Former nightclub owner Frank Shortt was disqualified from driving for two years yesterday for drink-driving.
In conclusion of a case contested in the District Court in Donegal for more than two years, 70-year old Shortt of Old Rectory, Clar, Redcastle, appeared at Buncrana District Court where he was also fined €450 for the offence on August 1st, 2003.
The court heard that Shortt, who was awarded €1.9 million in October after being wrongfully jailed in 1995 for 27 months on charges of allowing drugs to be sold at his Point Inn nightclub, was nearly three times over the legal limit. A breath sample showed a reading of 96mg alcohol to 100ml of breath.
Judge John O'Donnell had adjourned the case until yesterday to consider a number of submissions made by the defendant's legal team.
In an earlier hearing, the court heard that Shortt was arrested by Garda Paul Doherty on the evening in question in Moville, Co Donegal. He told the court he had been in the town buying groceries and had a pint of beer in a local pub. When pressed by the prosecution, he said he may have had two pints.

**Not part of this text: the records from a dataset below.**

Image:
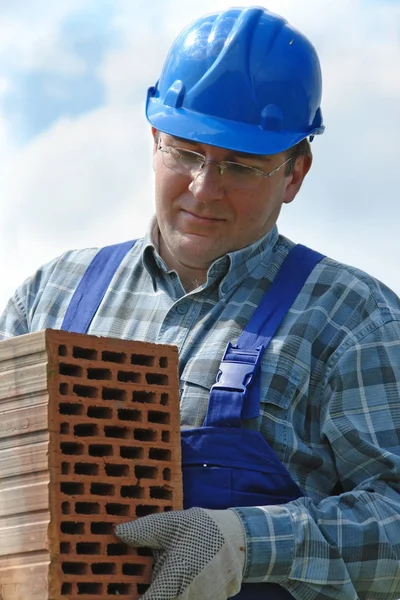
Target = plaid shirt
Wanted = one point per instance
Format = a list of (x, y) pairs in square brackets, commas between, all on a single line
[(329, 398)]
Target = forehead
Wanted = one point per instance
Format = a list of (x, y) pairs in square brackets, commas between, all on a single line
[(208, 148)]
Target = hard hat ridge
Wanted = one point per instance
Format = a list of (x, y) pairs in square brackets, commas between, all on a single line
[(242, 79)]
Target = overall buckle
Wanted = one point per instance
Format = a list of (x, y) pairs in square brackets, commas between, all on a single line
[(237, 369)]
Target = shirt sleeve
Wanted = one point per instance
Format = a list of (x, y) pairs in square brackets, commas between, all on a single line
[(347, 546)]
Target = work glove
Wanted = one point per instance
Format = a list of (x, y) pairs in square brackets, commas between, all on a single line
[(199, 554)]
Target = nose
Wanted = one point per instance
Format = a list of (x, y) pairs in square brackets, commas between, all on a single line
[(208, 183)]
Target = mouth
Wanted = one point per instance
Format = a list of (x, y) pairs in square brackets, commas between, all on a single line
[(203, 218)]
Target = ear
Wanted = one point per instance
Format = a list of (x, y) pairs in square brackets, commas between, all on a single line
[(155, 133), (295, 180)]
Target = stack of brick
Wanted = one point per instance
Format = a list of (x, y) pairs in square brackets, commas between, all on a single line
[(89, 437)]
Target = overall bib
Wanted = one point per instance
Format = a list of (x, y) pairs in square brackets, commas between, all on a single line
[(224, 465)]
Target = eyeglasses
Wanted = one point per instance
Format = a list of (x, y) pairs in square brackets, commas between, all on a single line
[(236, 175)]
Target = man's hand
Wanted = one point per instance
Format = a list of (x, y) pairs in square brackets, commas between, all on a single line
[(199, 554)]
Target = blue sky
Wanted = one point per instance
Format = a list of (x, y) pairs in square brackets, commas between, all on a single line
[(75, 152)]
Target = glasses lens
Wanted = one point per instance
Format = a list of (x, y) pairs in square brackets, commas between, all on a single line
[(183, 161)]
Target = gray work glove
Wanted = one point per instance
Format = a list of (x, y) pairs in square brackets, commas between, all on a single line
[(199, 554)]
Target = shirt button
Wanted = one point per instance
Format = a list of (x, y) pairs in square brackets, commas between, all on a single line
[(182, 309)]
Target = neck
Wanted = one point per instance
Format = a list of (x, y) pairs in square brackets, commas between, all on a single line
[(190, 277)]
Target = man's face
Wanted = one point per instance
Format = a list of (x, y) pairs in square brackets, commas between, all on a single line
[(201, 219)]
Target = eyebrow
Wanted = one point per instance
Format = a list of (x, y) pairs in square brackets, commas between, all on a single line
[(235, 153)]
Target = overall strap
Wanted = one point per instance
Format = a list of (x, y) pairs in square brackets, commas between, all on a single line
[(93, 286), (236, 393)]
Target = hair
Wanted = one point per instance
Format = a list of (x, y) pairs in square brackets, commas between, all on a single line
[(303, 148)]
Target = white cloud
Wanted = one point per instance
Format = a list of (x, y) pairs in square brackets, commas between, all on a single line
[(88, 181)]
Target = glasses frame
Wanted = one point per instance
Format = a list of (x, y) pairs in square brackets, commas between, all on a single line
[(222, 166)]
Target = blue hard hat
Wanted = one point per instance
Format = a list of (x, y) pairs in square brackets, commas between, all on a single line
[(242, 79)]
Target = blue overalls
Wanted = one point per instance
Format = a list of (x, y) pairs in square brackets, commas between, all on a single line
[(224, 465)]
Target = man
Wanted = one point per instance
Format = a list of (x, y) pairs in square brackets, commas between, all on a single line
[(289, 361)]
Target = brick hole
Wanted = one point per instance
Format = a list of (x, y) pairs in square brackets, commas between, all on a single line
[(72, 527), (144, 552), (157, 379), (86, 587), (71, 448), (117, 357), (71, 568), (84, 391), (129, 377), (85, 353), (70, 370), (142, 360), (65, 508), (65, 468), (102, 489), (68, 408), (65, 548), (159, 454), (101, 528), (99, 412), (117, 550), (131, 491), (86, 469), (87, 508), (142, 510), (131, 452), (113, 508), (157, 416), (88, 548), (163, 362), (86, 430), (116, 432), (64, 428), (142, 588), (122, 589), (66, 588), (134, 569), (144, 472), (145, 435), (113, 394), (63, 388), (103, 568), (126, 414), (160, 493), (117, 470), (100, 450), (144, 397), (62, 350), (72, 488), (99, 374)]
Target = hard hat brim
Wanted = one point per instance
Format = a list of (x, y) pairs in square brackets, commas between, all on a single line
[(223, 133)]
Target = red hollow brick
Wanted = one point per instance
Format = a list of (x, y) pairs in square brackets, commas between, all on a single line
[(89, 437)]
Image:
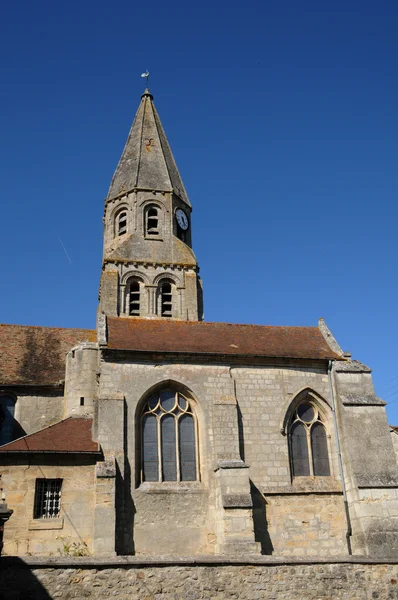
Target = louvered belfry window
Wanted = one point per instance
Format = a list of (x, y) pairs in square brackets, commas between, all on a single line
[(168, 439), (121, 223), (308, 442), (47, 499), (166, 299), (134, 298)]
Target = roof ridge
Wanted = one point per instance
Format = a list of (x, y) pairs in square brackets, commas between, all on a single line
[(47, 327), (217, 323)]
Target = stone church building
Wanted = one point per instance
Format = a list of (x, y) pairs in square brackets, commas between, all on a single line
[(162, 434)]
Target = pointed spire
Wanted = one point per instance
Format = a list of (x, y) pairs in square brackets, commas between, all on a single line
[(147, 162)]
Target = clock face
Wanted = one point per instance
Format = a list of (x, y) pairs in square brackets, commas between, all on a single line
[(182, 219)]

Shortt denied being inside his car when the arresting garda approached, and he denied his speech was slurred or his eyes bloodshot. The defendant also said the arresting officer was in plain clothes, not in uniform.

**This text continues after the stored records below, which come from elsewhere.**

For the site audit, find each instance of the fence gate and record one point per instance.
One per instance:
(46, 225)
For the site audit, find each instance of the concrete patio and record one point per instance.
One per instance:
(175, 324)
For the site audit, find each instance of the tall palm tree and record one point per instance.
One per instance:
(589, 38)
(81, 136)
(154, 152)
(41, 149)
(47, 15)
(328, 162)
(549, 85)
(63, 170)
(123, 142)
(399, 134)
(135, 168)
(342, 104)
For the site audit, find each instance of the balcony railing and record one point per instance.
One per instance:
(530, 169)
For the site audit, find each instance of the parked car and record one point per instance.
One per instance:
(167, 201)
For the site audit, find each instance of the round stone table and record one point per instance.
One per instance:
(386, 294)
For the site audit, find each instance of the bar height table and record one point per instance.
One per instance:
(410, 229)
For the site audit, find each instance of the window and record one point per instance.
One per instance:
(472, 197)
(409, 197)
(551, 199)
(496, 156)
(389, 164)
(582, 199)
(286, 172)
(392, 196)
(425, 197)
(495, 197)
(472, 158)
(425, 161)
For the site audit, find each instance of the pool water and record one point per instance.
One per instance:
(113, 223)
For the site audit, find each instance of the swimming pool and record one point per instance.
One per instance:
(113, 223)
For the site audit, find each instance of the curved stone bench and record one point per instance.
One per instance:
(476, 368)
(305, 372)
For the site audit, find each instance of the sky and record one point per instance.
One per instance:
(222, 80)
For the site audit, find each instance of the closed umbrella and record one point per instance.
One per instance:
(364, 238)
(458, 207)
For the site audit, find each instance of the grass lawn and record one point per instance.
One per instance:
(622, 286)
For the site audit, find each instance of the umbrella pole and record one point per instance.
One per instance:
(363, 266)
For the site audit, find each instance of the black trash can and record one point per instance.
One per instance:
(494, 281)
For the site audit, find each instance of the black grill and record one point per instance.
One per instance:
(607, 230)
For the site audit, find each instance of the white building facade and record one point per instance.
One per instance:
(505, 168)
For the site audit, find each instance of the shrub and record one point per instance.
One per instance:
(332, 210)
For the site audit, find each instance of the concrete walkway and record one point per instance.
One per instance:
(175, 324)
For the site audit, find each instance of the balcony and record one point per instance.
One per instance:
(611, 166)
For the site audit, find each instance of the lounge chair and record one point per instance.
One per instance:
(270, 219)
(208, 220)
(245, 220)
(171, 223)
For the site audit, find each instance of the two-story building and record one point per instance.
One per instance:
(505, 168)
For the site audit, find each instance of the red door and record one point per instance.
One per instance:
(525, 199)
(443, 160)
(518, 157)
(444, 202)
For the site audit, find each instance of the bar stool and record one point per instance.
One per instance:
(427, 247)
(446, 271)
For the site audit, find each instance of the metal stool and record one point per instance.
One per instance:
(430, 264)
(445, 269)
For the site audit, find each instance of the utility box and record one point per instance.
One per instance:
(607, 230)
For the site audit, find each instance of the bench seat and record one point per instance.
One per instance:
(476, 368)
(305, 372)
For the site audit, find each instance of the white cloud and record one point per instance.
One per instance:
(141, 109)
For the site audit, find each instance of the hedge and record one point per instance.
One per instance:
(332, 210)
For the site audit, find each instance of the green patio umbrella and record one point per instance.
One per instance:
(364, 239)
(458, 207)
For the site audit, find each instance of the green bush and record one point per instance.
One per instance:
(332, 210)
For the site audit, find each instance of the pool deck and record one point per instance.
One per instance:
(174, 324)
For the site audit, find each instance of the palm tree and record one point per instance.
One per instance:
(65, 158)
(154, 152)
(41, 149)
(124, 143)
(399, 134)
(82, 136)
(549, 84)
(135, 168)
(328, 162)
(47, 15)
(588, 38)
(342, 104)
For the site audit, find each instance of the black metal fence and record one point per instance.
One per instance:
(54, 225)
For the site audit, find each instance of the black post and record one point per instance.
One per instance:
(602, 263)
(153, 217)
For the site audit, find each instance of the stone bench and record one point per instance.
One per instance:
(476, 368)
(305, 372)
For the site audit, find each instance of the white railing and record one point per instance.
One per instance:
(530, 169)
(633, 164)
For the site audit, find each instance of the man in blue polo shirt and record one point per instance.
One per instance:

He told the court he said to the arresting officer, "Paul, I take it, this is about what is going on in the High Court in Dublin."

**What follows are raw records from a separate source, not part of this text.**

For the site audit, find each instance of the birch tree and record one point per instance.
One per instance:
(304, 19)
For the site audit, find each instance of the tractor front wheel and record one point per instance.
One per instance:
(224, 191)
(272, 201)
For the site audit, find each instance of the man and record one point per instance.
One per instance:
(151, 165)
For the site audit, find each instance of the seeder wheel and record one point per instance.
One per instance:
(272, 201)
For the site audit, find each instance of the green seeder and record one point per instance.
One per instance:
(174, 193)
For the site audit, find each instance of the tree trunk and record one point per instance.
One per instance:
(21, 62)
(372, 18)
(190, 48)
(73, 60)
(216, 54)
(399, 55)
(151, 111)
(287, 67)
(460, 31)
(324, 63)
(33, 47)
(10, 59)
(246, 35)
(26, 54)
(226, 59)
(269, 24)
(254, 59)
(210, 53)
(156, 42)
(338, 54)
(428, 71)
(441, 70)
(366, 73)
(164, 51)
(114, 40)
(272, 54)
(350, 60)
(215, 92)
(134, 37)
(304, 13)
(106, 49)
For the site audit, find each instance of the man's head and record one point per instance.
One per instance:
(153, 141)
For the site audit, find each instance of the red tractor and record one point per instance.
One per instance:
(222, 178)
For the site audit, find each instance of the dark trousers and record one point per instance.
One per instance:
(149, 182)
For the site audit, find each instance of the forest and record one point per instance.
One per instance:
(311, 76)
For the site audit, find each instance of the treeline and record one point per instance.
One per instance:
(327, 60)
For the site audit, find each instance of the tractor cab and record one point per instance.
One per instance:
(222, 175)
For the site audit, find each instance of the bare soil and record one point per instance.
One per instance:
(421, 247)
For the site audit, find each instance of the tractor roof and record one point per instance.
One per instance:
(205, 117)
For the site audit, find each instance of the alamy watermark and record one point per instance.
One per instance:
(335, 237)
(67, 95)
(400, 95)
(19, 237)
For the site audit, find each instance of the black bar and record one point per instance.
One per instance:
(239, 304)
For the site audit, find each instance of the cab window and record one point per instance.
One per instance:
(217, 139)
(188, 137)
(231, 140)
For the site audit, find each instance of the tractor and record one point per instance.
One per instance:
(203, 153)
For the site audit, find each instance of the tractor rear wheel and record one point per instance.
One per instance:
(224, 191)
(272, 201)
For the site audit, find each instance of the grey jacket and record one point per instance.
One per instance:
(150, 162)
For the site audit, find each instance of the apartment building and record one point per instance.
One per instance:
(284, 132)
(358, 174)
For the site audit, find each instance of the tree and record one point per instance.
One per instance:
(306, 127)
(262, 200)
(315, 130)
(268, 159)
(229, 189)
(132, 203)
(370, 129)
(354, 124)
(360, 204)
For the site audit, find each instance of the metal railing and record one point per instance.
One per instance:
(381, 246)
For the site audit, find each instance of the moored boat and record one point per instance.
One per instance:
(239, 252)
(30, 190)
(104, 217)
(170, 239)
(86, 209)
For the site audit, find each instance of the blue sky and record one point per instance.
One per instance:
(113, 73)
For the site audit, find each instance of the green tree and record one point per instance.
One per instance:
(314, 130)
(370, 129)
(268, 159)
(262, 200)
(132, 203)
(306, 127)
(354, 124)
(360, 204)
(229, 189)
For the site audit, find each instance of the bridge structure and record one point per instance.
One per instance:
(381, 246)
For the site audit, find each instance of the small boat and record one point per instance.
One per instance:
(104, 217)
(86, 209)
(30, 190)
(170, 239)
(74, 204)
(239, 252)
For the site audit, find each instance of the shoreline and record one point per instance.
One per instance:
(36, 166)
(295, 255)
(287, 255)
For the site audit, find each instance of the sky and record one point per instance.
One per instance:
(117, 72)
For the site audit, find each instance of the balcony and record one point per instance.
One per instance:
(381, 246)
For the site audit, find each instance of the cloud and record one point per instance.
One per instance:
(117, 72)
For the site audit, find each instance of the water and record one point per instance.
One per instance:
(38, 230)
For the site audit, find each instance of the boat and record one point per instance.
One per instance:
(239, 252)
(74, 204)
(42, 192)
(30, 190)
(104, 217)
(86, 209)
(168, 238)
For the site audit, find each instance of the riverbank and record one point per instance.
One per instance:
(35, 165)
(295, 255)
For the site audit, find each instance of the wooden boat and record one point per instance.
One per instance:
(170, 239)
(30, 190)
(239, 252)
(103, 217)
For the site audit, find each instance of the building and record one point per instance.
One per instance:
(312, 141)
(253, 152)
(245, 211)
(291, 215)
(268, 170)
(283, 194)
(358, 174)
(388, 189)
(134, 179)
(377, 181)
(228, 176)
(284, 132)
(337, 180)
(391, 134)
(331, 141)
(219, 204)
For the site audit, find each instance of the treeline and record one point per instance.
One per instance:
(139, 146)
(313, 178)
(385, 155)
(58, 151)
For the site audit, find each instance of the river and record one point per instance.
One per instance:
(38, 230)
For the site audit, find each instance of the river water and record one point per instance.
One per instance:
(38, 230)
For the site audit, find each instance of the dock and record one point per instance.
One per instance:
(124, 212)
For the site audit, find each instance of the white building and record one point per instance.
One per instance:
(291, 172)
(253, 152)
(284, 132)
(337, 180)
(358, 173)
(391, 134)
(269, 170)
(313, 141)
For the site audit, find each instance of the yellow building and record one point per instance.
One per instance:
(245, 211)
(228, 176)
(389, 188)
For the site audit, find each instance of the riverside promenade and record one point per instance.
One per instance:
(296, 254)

He said Garda Doherty replied "That's right, it's payback time."
This version of events was rejected by Supt Vincent O'Brien who put it to Shortt that he was so intoxicated on the date in question that what he was now telling the court was "a complete figment of imagination".
Shortt said, "I'm under oath, I've never perjured myself in my life." Also in the earlier hearing, Supt O'Brien asked the defendant how a reading of 96mg alcohol to 100ml of breath could result from two pints of beer. "I put it to you that you consumed a hell of a lot more than two pints," he said.
"No, I don't believe I did," said Shortt.
The defendant also said he was driven first to the local Garda station in Moville, then on to Burnfoot and then to Buncrana. This was rejected by the prosecution, who asked why gardaí would undertake such a detour when the Intoxilyzer machine was in Buncrana. The prosecution said the defendant was taken directly to Buncrana.
At Buncrana District Court yesterday, Judge O'Donnell said both the defence and the prosecution's accounts of the events were "totally irreconcilable".
Bail in the event of an appeal was fixed.